The Science Behind Placebos: Why a Pill with No Medicine is Still Effective

As a child, have you experienced feeling better after your mother blew on your bruise or kissed you on the head? That’s considered by scientists as a placebo effect – and it’s something that people can experience by taking a placebo pill that actually don’t have medicine at all but is still effective. How could that be?

What are Placebos?

Placebos don’t contain real medicine inside yet they can be powerful and may help you feel better. That’s why it’s a challenge for researchers to prove that the medicine or treatment plan they created actually work independently – and that they should have better effects than the placebo.

First, let’s define what’s a placebo.

In research, a placebo is often a pill that looks the same as the treatment being researched, but contains no medicine at all. It is given to the research subjects but they aren’t told whether they got the treatment pill or the placebo.
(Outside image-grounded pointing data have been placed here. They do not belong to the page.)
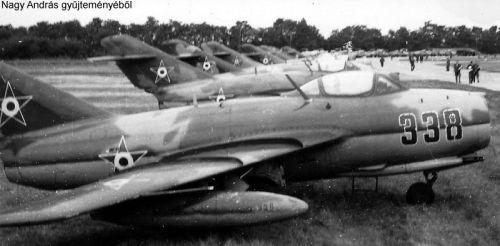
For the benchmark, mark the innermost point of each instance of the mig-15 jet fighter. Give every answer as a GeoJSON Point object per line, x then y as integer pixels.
{"type": "Point", "coordinates": [174, 82]}
{"type": "Point", "coordinates": [192, 165]}
{"type": "Point", "coordinates": [198, 58]}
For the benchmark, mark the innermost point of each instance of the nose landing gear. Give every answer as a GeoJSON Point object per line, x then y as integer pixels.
{"type": "Point", "coordinates": [421, 192]}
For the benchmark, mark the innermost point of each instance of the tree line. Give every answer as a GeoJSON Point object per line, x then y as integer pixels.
{"type": "Point", "coordinates": [71, 39]}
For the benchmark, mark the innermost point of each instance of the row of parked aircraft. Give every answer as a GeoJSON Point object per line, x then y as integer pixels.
{"type": "Point", "coordinates": [201, 163]}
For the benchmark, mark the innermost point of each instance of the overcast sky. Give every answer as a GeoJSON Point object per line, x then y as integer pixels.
{"type": "Point", "coordinates": [326, 15]}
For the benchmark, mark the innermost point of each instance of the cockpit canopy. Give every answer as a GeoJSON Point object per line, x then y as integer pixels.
{"type": "Point", "coordinates": [351, 83]}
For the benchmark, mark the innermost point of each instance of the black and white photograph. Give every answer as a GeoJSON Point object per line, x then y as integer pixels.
{"type": "Point", "coordinates": [249, 122]}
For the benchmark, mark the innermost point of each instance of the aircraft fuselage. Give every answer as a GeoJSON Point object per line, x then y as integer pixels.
{"type": "Point", "coordinates": [388, 129]}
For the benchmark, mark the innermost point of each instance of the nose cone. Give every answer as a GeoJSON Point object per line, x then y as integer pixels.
{"type": "Point", "coordinates": [296, 205]}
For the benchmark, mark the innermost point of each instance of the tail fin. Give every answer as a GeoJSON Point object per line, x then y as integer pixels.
{"type": "Point", "coordinates": [275, 51]}
{"type": "Point", "coordinates": [145, 66]}
{"type": "Point", "coordinates": [261, 55]}
{"type": "Point", "coordinates": [229, 55]}
{"type": "Point", "coordinates": [28, 104]}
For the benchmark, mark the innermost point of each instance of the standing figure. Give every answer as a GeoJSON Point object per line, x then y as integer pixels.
{"type": "Point", "coordinates": [471, 72]}
{"type": "Point", "coordinates": [457, 67]}
{"type": "Point", "coordinates": [476, 69]}
{"type": "Point", "coordinates": [412, 63]}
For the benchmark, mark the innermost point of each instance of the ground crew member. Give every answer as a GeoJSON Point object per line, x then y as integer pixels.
{"type": "Point", "coordinates": [457, 67]}
{"type": "Point", "coordinates": [412, 63]}
{"type": "Point", "coordinates": [471, 72]}
{"type": "Point", "coordinates": [476, 69]}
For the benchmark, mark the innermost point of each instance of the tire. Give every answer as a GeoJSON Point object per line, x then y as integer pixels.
{"type": "Point", "coordinates": [420, 193]}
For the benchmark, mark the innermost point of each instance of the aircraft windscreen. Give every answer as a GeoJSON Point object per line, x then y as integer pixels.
{"type": "Point", "coordinates": [384, 86]}
{"type": "Point", "coordinates": [311, 88]}
{"type": "Point", "coordinates": [348, 83]}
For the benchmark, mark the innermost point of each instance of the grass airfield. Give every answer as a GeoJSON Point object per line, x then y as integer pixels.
{"type": "Point", "coordinates": [466, 210]}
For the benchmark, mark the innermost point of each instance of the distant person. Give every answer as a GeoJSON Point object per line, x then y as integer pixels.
{"type": "Point", "coordinates": [412, 63]}
{"type": "Point", "coordinates": [471, 72]}
{"type": "Point", "coordinates": [457, 68]}
{"type": "Point", "coordinates": [476, 69]}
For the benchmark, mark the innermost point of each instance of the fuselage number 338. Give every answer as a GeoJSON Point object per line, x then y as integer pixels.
{"type": "Point", "coordinates": [430, 120]}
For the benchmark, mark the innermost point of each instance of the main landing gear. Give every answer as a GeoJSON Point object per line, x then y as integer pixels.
{"type": "Point", "coordinates": [421, 192]}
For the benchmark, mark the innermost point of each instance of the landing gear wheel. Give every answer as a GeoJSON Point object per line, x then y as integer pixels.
{"type": "Point", "coordinates": [419, 193]}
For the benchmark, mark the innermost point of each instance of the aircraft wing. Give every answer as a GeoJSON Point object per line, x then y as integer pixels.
{"type": "Point", "coordinates": [173, 170]}
{"type": "Point", "coordinates": [121, 58]}
{"type": "Point", "coordinates": [253, 55]}
{"type": "Point", "coordinates": [112, 190]}
{"type": "Point", "coordinates": [190, 58]}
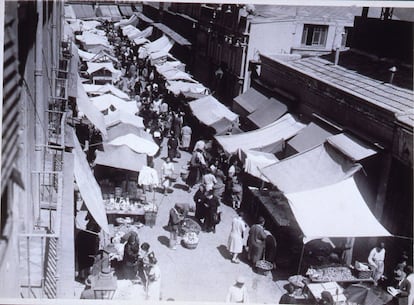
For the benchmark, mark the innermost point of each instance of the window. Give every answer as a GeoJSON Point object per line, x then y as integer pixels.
{"type": "Point", "coordinates": [314, 35]}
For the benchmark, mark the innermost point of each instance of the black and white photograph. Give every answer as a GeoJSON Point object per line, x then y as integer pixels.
{"type": "Point", "coordinates": [241, 152]}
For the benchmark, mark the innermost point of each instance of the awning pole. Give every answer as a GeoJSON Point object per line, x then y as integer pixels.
{"type": "Point", "coordinates": [301, 258]}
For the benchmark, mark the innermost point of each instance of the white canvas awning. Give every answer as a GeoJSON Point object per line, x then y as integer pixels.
{"type": "Point", "coordinates": [88, 187]}
{"type": "Point", "coordinates": [133, 20]}
{"type": "Point", "coordinates": [209, 110]}
{"type": "Point", "coordinates": [96, 66]}
{"type": "Point", "coordinates": [104, 89]}
{"type": "Point", "coordinates": [175, 74]}
{"type": "Point", "coordinates": [254, 160]}
{"type": "Point", "coordinates": [122, 117]}
{"type": "Point", "coordinates": [351, 147]}
{"type": "Point", "coordinates": [88, 109]}
{"type": "Point", "coordinates": [337, 210]}
{"type": "Point", "coordinates": [104, 102]}
{"type": "Point", "coordinates": [316, 167]}
{"type": "Point", "coordinates": [137, 144]}
{"type": "Point", "coordinates": [177, 87]}
{"type": "Point", "coordinates": [283, 129]}
{"type": "Point", "coordinates": [120, 157]}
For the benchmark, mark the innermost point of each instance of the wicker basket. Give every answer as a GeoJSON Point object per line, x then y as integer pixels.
{"type": "Point", "coordinates": [264, 266]}
{"type": "Point", "coordinates": [363, 274]}
{"type": "Point", "coordinates": [189, 246]}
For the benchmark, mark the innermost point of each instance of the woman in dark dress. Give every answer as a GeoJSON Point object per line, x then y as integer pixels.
{"type": "Point", "coordinates": [212, 204]}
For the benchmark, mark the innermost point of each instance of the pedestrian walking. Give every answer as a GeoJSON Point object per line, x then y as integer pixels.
{"type": "Point", "coordinates": [173, 224]}
{"type": "Point", "coordinates": [167, 170]}
{"type": "Point", "coordinates": [238, 292]}
{"type": "Point", "coordinates": [199, 199]}
{"type": "Point", "coordinates": [130, 259]}
{"type": "Point", "coordinates": [209, 180]}
{"type": "Point", "coordinates": [172, 145]}
{"type": "Point", "coordinates": [256, 241]}
{"type": "Point", "coordinates": [236, 239]}
{"type": "Point", "coordinates": [153, 280]}
{"type": "Point", "coordinates": [212, 218]}
{"type": "Point", "coordinates": [376, 259]}
{"type": "Point", "coordinates": [186, 132]}
{"type": "Point", "coordinates": [197, 162]}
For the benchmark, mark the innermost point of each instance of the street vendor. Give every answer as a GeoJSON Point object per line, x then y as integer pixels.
{"type": "Point", "coordinates": [174, 221]}
{"type": "Point", "coordinates": [256, 241]}
{"type": "Point", "coordinates": [376, 261]}
{"type": "Point", "coordinates": [130, 260]}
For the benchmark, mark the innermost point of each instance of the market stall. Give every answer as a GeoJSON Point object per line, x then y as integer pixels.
{"type": "Point", "coordinates": [269, 138]}
{"type": "Point", "coordinates": [209, 111]}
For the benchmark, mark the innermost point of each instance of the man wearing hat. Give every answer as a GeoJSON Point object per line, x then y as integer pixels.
{"type": "Point", "coordinates": [211, 217]}
{"type": "Point", "coordinates": [256, 241]}
{"type": "Point", "coordinates": [238, 292]}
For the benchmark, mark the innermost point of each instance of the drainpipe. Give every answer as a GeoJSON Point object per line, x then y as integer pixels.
{"type": "Point", "coordinates": [39, 105]}
{"type": "Point", "coordinates": [55, 45]}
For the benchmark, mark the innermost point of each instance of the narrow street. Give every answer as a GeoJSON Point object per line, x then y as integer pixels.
{"type": "Point", "coordinates": [205, 273]}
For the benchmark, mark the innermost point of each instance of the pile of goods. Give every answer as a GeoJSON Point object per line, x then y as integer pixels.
{"type": "Point", "coordinates": [330, 274]}
{"type": "Point", "coordinates": [121, 204]}
{"type": "Point", "coordinates": [190, 240]}
{"type": "Point", "coordinates": [190, 225]}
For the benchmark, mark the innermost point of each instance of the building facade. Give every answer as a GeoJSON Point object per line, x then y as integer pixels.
{"type": "Point", "coordinates": [372, 104]}
{"type": "Point", "coordinates": [35, 66]}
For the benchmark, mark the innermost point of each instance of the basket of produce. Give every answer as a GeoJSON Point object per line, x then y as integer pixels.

Their response to the “treatment” is recorded and compared with the response of those who actually received the real treatment.

Why Do Placebos Work?

It’s impressive that there are actually a lot of times when people who received the placebo felt better, despite not receiving the real treatment. But scientists explained that placebos are not just an illusion.

For decades, there’s this notion that people have to be tricked into thinking that they were taking the treatment for the placebo to work.

But Ted Kaptchuk discovered that placebos could still work even on people who knew that they were taking a placebo pill.

The trick, though, is that a doctor must spend a lot of time explaining to the patient what the placebo is, how it’s made only of cellulose (a substance that has no effect on the body), and that many patients still got better in other clinical trials despite taking a pill with no medicine at all.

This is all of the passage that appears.